大切なペットとの別れとその後に訪れる「ペットロス」の苦しみは、経験したことがある人なら「これほど辛いものか」と痛感するものではないでしょうか。ペットの気持ちを読み取り、交流することができる「アニマルコミュニケーター」でもある獣医師・たま愛子先生も、ペットロスを経験された一人。「あなたとあの子の関係は、死によって消えてしまうほど、浅くて軽いものではありません」と語ります。そこで今回はたま愛子先生の著書『あなたに愛されて幸せでした 後悔が愛に変わる天国の犬猫からの伝言』より一部を抜粋し、ペットロスとの向き合い方をお届けします。
あの子に手紙を書く
あの子が亡くなったあとは、「こうすれば良かった」「ああしなければ良かった」と、罪悪感や後悔などが頭の中をぐるぐると回り続けます。

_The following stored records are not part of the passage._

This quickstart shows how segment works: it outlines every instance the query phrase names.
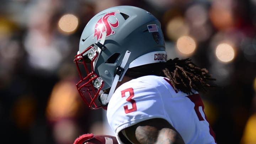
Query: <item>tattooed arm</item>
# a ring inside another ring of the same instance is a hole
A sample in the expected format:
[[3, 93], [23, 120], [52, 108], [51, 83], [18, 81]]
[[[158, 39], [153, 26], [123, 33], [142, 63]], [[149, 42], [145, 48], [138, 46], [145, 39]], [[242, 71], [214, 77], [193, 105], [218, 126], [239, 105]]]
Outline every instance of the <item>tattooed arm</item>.
[[124, 130], [127, 138], [134, 144], [185, 144], [174, 128], [162, 119], [142, 122]]

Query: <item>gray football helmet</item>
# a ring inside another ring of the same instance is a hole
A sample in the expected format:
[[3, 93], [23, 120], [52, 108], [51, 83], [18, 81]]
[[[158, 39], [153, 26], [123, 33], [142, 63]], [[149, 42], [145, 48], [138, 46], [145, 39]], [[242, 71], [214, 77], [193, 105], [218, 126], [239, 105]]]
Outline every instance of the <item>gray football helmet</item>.
[[160, 22], [150, 13], [128, 6], [100, 12], [85, 26], [74, 60], [80, 96], [91, 108], [106, 105], [127, 69], [166, 62], [165, 50]]

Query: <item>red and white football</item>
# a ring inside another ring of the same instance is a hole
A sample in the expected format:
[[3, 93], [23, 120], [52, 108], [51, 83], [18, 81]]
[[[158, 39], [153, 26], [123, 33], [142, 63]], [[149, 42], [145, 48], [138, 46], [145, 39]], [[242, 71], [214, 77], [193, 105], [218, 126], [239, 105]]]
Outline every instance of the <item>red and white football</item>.
[[76, 138], [73, 144], [117, 144], [115, 137], [108, 135], [84, 134]]

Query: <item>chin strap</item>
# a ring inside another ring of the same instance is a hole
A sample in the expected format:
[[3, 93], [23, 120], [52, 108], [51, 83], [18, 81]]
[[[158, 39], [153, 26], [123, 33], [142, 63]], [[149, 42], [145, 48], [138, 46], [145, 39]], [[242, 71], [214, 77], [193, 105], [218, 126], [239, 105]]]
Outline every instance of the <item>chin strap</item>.
[[117, 82], [119, 81], [119, 79], [121, 77], [123, 74], [123, 73], [124, 70], [124, 68], [127, 62], [128, 61], [128, 59], [130, 57], [130, 52], [127, 50], [126, 52], [124, 57], [123, 59], [121, 64], [119, 66], [117, 67], [117, 69], [116, 70], [115, 76], [114, 78], [114, 80], [113, 80], [113, 82], [112, 83], [112, 86], [110, 88], [110, 91], [108, 94], [102, 94], [100, 96], [100, 99], [101, 101], [101, 103], [103, 106], [106, 106], [108, 103], [110, 98], [112, 97], [112, 95], [115, 90], [116, 90], [116, 87]]

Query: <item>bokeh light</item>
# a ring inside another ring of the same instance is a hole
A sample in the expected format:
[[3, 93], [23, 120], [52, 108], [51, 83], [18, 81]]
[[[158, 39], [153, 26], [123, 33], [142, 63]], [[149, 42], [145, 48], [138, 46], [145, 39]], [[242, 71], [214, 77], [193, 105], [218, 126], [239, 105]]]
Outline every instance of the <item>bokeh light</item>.
[[196, 49], [196, 42], [189, 36], [182, 36], [177, 41], [177, 48], [182, 54], [191, 54]]
[[235, 57], [234, 48], [230, 45], [225, 43], [219, 44], [216, 49], [216, 55], [221, 62], [228, 62]]
[[62, 16], [59, 21], [60, 31], [65, 34], [73, 33], [78, 25], [78, 18], [74, 15], [67, 14]]

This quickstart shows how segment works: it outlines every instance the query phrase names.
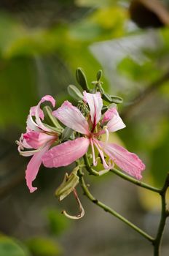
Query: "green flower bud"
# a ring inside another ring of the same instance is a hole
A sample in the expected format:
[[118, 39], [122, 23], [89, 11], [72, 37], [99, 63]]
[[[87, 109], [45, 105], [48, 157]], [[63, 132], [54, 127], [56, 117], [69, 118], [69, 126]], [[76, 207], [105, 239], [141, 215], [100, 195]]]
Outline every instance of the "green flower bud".
[[78, 83], [79, 84], [79, 86], [81, 86], [82, 89], [86, 91], [87, 92], [89, 92], [90, 89], [87, 84], [85, 74], [80, 67], [78, 67], [78, 69], [76, 69], [76, 78]]
[[82, 100], [83, 99], [83, 95], [75, 86], [68, 86], [68, 92], [74, 99], [77, 101]]
[[66, 173], [62, 184], [56, 189], [55, 195], [59, 198], [60, 201], [72, 192], [75, 187], [78, 184], [79, 178], [76, 174], [79, 168], [79, 166], [75, 167], [69, 176], [68, 173]]

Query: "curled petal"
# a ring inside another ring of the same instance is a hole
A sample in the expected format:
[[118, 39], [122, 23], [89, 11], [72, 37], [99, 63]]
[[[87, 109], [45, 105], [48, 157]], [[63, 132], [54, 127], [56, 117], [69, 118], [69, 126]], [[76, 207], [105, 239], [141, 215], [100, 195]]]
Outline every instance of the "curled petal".
[[34, 154], [31, 159], [28, 165], [27, 165], [25, 171], [26, 184], [29, 188], [30, 192], [32, 193], [37, 189], [36, 187], [32, 186], [32, 182], [35, 180], [36, 175], [39, 172], [39, 169], [42, 164], [42, 158], [44, 153], [47, 151], [50, 146], [50, 143], [46, 145], [41, 151], [37, 151]]
[[99, 144], [103, 147], [105, 153], [122, 170], [137, 179], [142, 178], [141, 172], [146, 167], [135, 154], [130, 153], [127, 149], [116, 144], [105, 144], [101, 141], [99, 141]]
[[98, 152], [99, 152], [99, 154], [100, 154], [100, 157], [101, 158], [101, 160], [102, 160], [102, 163], [103, 163], [103, 165], [104, 167], [104, 168], [106, 170], [110, 170], [111, 167], [112, 167], [112, 166], [111, 165], [108, 165], [104, 159], [104, 154], [103, 154], [103, 149], [102, 148], [101, 148], [100, 146], [100, 144], [99, 144], [99, 142], [98, 140], [93, 140], [93, 143], [94, 143], [94, 145], [95, 146], [95, 147], [97, 148]]
[[109, 109], [104, 114], [103, 123], [108, 121], [106, 124], [109, 132], [116, 132], [125, 127], [121, 117], [119, 116], [116, 108]]
[[[27, 118], [27, 132], [30, 131], [36, 131], [41, 132], [42, 129], [46, 132], [51, 132], [51, 129], [47, 128], [44, 124], [42, 122], [41, 119], [44, 119], [44, 113], [42, 110], [40, 108], [40, 105], [42, 102], [45, 101], [49, 101], [52, 103], [52, 106], [55, 105], [55, 99], [50, 95], [46, 95], [43, 97], [38, 105], [34, 107], [31, 107], [29, 111], [29, 115]], [[35, 121], [33, 119], [33, 116], [35, 116]]]
[[36, 108], [35, 109], [36, 122], [38, 124], [39, 127], [43, 129], [44, 131], [51, 132], [51, 129], [45, 127], [41, 121], [42, 110], [40, 108], [40, 106], [41, 106], [41, 104], [45, 101], [50, 102], [53, 107], [55, 107], [55, 99], [52, 96], [46, 95], [43, 97], [39, 101], [39, 102], [38, 103]]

一見すると深く考えているように見えますが、実際には思考が停止し、まるで壊れた音楽プレーヤーのように同じ内容を再生し続けている状態です。これが長く続くと慢性的なストレスとなり、ただただエネルギーを消耗します。
そこでおすすめしたいのが、「あの子に手紙を書く」方法です。
手紙を書くのは、いろいろなところで推奨されていますが、私がその本当の効用に気づいたのは、アニマルコミュニケーションのセッションを通してでした。
セッションでは、飼い主さんに「ペットに伝えてほしい内容」を伺います。すると、簡潔にまとめようとして、かえって言葉が出なくなることがあります。
そこで、私はあえて無制限にして「あの子に手紙で話しかけるように、思いつく限り詳しく書いてみてください」 とお伝えするようにしたのです。すると、最初は言葉が出てこなかった方でも、あふれる思いをどんどん綴れるようになりました。
手紙にすると、自然とあの子に語りかけるような形になるので、心の奥にフタをしていた感情が外に出やすくなるのです。